La dématérialisation fiscale des factures est-elle impérative?

Régulations

La dématérialisation fiscale des factures répond à des enjeux d’organisation. D’après Seeburger, c’est vital pour affronter les défis de demain

La dématérialisation fiscale des factures doit être pensée dans le cadre de la stratégie globale des entreprises. Tel est la conclusion du livre blanc sur le sujet, publié par Seeburger, fournisseur de solutions pour les échanges électroniques des entreprises, ce mois de décembre.

Les factures, rappellent les rédacteurs, servent de preuve de la transaction pour l’administration. Elles permettent en effet de contrôler le montant de la TVA à acquitter et les prix pratiqués. Et, depuis juillet 2003, les écrits sous format électronique ont acquis une valeur probante, à condition toutefois que l’auteur soit identifié et que l’intégralité du contenu soit garanti lors de sa rédaction, et pérennisé dans sa conservation précise le Livre blanc. De plus, une facture papier coûte de 3 à 20 euros pour son émetteur et entre 10 et 30 euros pour son destinataire. Une somme qui comprend notamment le temps passé en validation, et , en émission, le temps de relance.

L’automatisation des processus de validation des factures fournisseurs peut donc représenter un potentiel de réduction des coûts important. Néanmoins, celle-ci peut être mise en place, que les factures soient dématérialisées ou non, rappelle Seeburger.

De fait, l’enjeu pour les factures entrantes réside dans la réduction des charges administratives. A partir d’une cinquantaine de factures reçues par jour, l’EDI de vient rentable. Et la lecture automatique des documents, à partir de 300 factures papier, estime le livre blanc. C’est un enjeu vital pour les grands comptes qui comptent plusieurs milliers de fournisseurs, tels les distributeurs alimentaires ou le secteur automobile, mais également pour les réseaux bancaires ou les grands industriels.

Pour les factures sortantes, l’enjeu réside dans la possibilité de supprimer la saisie manuelle chez le client, ce qui diminue ses temps de traitement, accélère et fiabilise les délais de paiement.

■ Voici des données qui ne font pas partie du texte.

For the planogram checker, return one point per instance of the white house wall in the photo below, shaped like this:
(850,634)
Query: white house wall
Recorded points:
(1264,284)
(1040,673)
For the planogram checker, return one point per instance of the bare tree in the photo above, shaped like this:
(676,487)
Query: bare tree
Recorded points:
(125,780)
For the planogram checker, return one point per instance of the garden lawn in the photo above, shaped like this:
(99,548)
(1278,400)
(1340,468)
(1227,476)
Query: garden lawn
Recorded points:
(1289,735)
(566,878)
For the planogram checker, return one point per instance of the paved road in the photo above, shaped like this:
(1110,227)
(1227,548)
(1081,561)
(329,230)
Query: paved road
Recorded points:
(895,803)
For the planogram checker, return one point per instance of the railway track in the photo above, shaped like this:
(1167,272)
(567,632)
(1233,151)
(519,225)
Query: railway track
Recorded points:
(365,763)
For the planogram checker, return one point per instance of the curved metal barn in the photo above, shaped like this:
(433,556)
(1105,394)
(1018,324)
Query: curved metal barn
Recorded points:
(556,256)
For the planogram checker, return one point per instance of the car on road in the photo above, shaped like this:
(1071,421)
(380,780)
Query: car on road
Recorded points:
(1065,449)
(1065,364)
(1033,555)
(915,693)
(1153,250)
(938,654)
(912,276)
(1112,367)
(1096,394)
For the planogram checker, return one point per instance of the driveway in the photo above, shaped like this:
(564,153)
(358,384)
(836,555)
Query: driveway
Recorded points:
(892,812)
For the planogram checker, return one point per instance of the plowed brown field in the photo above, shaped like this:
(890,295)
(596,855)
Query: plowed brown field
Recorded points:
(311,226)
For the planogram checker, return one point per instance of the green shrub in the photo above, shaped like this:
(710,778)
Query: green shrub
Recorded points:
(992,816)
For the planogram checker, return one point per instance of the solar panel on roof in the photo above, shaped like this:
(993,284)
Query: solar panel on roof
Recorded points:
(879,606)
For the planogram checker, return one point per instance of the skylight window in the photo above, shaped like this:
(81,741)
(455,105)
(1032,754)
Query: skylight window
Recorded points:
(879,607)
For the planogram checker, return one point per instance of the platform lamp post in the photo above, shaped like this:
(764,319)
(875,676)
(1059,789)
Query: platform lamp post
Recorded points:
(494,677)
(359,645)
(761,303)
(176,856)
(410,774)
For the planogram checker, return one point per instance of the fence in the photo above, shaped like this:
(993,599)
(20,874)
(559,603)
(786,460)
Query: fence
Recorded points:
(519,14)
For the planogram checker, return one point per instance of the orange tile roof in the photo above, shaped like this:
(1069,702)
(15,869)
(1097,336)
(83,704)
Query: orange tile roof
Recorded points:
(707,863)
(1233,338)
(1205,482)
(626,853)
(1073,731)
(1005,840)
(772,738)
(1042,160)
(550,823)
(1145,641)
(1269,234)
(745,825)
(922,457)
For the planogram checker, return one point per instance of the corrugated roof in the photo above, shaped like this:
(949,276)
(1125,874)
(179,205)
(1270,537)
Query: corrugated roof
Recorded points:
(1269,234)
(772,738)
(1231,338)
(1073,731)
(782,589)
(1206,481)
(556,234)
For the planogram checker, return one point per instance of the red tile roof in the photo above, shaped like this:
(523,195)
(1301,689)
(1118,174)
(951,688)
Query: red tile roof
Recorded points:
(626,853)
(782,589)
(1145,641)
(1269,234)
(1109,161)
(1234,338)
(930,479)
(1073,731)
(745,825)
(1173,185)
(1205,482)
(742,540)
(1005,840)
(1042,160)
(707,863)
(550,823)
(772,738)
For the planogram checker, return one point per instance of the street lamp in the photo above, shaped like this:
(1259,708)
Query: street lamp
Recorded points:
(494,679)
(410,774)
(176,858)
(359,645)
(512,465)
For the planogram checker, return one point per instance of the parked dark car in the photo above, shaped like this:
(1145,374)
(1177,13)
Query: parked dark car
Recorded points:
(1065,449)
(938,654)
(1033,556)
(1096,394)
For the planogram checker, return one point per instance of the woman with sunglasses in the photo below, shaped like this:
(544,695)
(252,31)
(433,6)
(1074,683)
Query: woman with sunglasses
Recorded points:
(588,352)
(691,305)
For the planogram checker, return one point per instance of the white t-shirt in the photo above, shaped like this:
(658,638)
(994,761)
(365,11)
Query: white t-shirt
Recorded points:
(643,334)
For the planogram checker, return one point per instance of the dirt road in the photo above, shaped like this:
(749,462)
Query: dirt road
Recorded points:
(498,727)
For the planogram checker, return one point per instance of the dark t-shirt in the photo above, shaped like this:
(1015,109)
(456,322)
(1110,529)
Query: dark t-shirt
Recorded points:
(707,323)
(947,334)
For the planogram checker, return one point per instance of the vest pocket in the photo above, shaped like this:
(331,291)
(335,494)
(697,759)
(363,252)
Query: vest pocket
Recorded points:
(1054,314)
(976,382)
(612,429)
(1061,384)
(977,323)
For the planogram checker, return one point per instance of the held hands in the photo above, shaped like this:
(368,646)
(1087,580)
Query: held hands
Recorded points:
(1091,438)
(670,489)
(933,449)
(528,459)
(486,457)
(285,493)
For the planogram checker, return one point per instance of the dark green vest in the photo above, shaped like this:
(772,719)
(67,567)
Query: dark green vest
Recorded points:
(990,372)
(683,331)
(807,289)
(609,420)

Un enjeu pour les grands fournisseurs, tels les opérateurs télécom, les sociétés de service comme l’interim. Certains fournisseurs de la distribution et de l’industrie sont d’ailleurs poussés par leurs clients pour adopter ces pratiques.

Outre la dématérialisation EDI fiscale, rappelle le livre blanc, il est possible d’améliorer le processus de traitement des factures en scannant les documents papier, d’utiliser une lecture automatique de ces documents, mais aussi l’EDI classique, qui implique toutefois le fait de garder une preuve papier, ou les documents électroniques non structurés, qui suppriment les flux physiques de documents.

Le marché serait prêt

Mais la dématérialisation fiscale des factures représente un enjeu qui dépasse largement quelques économies, estime le livre blanc. Face à la concurrence, en effet, les entreprises doivent coopérer de manière plus étroite avec leurs partenaires, ( clients , fournisseurs, prestataires, administrations) et redéfinir leur cœur de métier. Et un projet de dématérialisation doit prendre en compte ce contexte. La convergence des technologies permet notamment le développement des échanges inter-entreprises, et l’intégration de partenaires externes dans un processus, notent les rédacteurs. Les éditeurs supportent à la fois les standards d’échanges classiques et les standards d’échange d’internet. Et les solutions d’intégration interne, EAI, intègrent à leur périmètre la connexion de partenaires externes. Autre extension : via la LAD, la lecture automatique de document, les documents sont intégrés au système d’information. Un service que les principaux acteurs du marché l’ont intégré dans leur offre.

Bref, une solution de dématérialisation fiscale peut être dédiée ou s’intégrer à une infrastructure d’échange plus vaste de l’entreprise.